Monday, November 9, 2015

Tie it to a Balloon and Let it Go


In coaching, you learn that for every negative comment you make to a player, you have to make ten comments to overcome it.  I find this true for me as an adult as well.  While I may understand a right action or words as being right, believing it is right takes encouragement and positive reinforcement, especially when as Russ says, “It’s an unpopular position”.  My writing again this morning is an act of encourage and positive reinforcement, at least to myself.

A few times last week this position I've taken came up again as did some of the conversation.  I remarked to a person, “What do you do with that?”  They responded quoting a line from a message from a Pastor, “You tie it to a balloon and let it go.”  Yes.  You let it go.  How easily said and difficultly done.  Doesn’t mean it isn’t the right answer though.

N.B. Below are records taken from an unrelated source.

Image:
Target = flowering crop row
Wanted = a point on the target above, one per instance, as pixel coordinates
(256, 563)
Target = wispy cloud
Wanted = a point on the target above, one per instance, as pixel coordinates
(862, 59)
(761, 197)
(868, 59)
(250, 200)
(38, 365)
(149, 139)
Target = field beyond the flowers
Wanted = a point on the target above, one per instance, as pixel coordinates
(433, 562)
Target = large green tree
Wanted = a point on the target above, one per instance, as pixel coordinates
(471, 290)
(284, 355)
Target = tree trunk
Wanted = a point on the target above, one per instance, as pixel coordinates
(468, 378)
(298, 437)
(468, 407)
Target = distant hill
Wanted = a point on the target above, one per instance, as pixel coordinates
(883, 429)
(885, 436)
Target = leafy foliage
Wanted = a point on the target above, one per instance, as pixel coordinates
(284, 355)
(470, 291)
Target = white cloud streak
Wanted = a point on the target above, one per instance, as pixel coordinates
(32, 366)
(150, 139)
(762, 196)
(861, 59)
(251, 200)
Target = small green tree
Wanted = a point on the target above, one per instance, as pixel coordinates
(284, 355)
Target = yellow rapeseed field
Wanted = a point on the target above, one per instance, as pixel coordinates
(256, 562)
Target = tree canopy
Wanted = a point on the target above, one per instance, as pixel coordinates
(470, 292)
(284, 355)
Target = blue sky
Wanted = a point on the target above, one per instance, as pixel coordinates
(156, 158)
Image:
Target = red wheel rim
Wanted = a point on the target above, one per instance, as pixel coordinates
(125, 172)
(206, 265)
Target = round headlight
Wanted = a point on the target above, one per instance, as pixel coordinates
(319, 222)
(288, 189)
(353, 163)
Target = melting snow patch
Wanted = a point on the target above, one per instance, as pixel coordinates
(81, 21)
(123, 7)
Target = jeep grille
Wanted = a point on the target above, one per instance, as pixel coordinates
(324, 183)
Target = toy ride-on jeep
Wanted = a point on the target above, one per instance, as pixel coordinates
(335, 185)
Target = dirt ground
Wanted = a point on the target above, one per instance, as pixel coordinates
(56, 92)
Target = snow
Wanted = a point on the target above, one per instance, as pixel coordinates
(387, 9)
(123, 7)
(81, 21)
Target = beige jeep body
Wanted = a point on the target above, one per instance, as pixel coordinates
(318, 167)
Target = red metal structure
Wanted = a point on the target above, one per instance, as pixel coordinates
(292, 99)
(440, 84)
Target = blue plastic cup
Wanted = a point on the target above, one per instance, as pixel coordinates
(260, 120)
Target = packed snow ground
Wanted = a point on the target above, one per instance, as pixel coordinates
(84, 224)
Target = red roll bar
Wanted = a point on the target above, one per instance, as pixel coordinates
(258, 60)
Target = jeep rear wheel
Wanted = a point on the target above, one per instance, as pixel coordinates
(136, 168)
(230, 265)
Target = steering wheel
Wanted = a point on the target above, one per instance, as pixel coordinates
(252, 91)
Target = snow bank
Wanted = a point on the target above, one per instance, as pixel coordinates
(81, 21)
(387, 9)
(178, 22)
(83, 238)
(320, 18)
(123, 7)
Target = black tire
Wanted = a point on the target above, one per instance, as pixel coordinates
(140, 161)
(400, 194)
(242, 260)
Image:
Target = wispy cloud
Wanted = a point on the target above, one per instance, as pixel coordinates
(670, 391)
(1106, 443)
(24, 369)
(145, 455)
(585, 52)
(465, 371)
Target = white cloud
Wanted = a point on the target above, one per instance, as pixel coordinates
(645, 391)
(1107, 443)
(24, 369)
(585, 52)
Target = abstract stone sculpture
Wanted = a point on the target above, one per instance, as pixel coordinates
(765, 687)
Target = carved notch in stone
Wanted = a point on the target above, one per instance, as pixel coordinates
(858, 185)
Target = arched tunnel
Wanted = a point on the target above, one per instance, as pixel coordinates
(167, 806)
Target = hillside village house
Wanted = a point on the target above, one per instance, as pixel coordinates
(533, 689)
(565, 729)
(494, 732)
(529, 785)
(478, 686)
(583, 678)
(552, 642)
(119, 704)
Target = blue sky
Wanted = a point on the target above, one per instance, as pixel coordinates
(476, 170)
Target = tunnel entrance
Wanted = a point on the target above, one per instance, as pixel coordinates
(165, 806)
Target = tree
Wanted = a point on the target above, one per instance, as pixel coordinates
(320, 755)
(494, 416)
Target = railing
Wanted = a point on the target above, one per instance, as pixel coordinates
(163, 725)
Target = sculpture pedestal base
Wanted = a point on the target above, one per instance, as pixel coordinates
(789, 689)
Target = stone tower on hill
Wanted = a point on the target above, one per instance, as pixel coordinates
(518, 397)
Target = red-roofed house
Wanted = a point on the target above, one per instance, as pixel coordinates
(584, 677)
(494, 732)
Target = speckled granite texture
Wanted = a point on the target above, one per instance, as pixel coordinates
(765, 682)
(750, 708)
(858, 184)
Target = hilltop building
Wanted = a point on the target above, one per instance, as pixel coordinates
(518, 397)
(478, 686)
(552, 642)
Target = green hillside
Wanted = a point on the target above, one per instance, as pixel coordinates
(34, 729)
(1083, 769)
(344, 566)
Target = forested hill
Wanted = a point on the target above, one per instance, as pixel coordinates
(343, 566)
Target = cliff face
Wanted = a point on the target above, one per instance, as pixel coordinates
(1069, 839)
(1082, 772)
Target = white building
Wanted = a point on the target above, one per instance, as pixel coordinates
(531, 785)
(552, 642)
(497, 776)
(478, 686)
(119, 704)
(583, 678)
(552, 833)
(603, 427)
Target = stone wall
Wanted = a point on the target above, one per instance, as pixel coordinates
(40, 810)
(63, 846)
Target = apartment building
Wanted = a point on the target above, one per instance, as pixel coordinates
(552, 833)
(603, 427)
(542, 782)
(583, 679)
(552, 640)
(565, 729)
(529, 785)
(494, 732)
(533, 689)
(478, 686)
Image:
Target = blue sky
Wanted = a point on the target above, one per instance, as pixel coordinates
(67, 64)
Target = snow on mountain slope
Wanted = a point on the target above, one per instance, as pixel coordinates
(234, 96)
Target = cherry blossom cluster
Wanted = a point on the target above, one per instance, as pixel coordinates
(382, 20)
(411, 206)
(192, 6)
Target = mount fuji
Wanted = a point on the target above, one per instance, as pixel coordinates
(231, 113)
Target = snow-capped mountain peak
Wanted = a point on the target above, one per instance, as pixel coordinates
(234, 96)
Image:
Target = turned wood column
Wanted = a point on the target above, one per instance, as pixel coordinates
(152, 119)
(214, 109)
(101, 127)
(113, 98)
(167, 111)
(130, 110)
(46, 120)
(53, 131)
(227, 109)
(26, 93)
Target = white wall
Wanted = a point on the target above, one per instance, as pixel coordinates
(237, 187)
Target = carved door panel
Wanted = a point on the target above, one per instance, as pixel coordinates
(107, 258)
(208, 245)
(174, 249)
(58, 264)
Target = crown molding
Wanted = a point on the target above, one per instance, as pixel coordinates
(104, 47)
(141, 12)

I believe that I would have done better through the effort of conversations in this matter with family to have listened to that advice.  In Matthew 7:6 Jesus says “Do not give dogs what is sacred; do not throw your pearls to pigs.  If you do, they may trample them under their feet, and turn and tear you to pieces.”  I sit amazed at how true this wisdom reflects the events of the last year.  After following an instruction not to judge one another, Jesus specifically tells us not to put His gospel towards those who will reject it and return to the way they want to live.  My biggest concern is actually not that they reject God's clear direction and live how they want to live, but they have become a false teacher through their actions and words.  Oh how I do not want to live or want for anyone else to live under those curses!

Proverbs 26:11 says “As a dog returns to its own vomit, so a fool repeats his folly.”  2 Peter 2:22 refers to this and says “… and a sow that is washed goes back to her wallowing in the mud.”  We are to learn that once may be enough.  Speak the truth, refer to righteousness, indicate your position, then move on.  1 Corinthians 2:15-16 refers that Christ can appraise all spiritual things and we have the mind of Christ.  So, we are to discern what effect or to what reception our message has and decide to move on or keep telling the Word to others based on that discernment, not our desire to see loved ones make right decisions.  Otherwise they will not only reject and ridicule your position, but also attack you successfully.  I have to assume that “tear you to pieces” means their attack causes pain.  Jesus gave a like instruction to his disciples in Matthew 10:14 when He sent them out in pairs and said, “If anyone will not welcome you or listen to your words, shake the dust off your feet when you leave that home or town.”  … Tie it to a balloon and let it go.

In as much as we have to have faith in His ability to save us, heal us, and change anyone who is willing, we have to have faith that letting go of them in their rejection of His Word is the right thing to do as well.  The Prodigal Son’s father did not chase him down and hound him all his days as he wasted his life, but sat at his home doing righteous things looking for his son’s return.  May we be ever looking for such a time and reject the urge to build walls in our hearts.  Jesus knows this too well for we have all rejected Him at some time.  May we lean on Him and ask for His comfort in such times.

1 comment:

Unknown said...

Certainly better advice than I'm able to supply. I just don't know how silence isn't consent, yet I'm silent to my sister-in-law who is living with her boyfriend. I'm silent about my mother-in-law's alcoholism unless asked. I always figured that deep down they know my position and if they want to talk about it they'll bring it up, but I worry that silently participating in family is some form of consent. As you've put it, I'm standing by watching them leap off a cliff.
So hard to discern the right course of action, but your devotion is the best treatment of a difficult subject I've read.